そんな素振りは微塵も見せないけれど、だからこそ強さが判る。彼の身体の奥底に、圧し殺した覇気が充ちていると、今ならハッキリ認識出来る。

 先の一手も、彼ほどの使い手なら、充分に回避出来た筈だ。だけど、ボクの実力を測る為に、わざわざ手加減をした。危険を承知の上で、敢えて技を掛けられたのだ。
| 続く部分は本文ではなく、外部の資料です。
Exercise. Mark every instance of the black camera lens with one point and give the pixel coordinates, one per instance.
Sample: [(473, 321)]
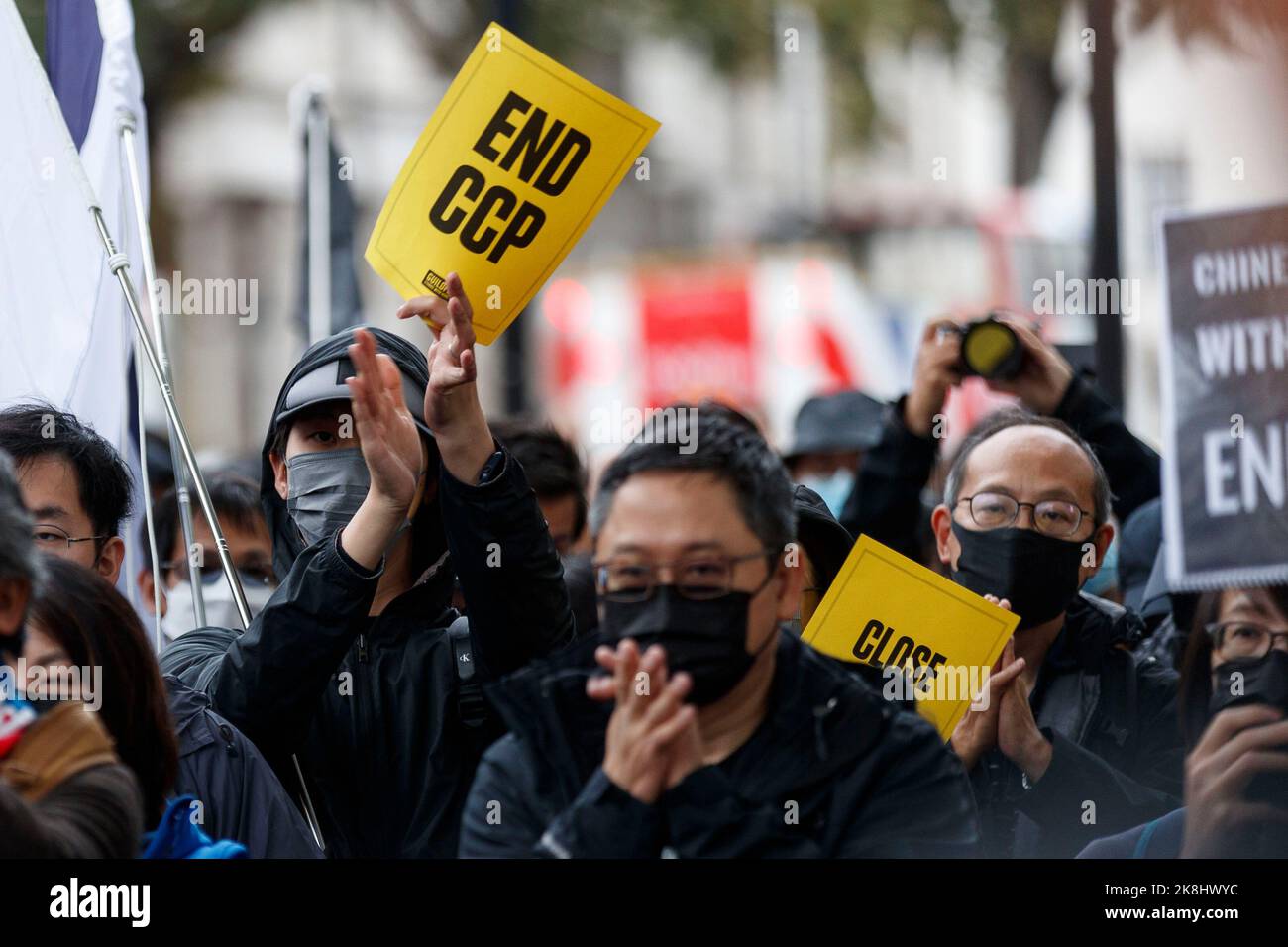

 ──そもそも。技を掛けられて、この程度の怪我で済んだ事自体が、ボクには驚きだった。あの締め技は本来、腕を骨折させて、敵の動きを封じる為に仕掛けるものだ。

それを彼は、咄嗟に半身を返して受け止めた。

賢明な判断だったと思う。
脱臼する危険性はあったけれど、骨折するよりは、まだ被害が少なくて済む。

 凄い人だ…。
この判断力と身体能力は並みじゃない。
本気を出した一慶に、多分ボクは勝てないだろう。

組む前から敗北感を覚えるなんて…。
これも、初めての経験だ。

「昨日──」

短い沈黙を破る様に、一慶が口を開いた。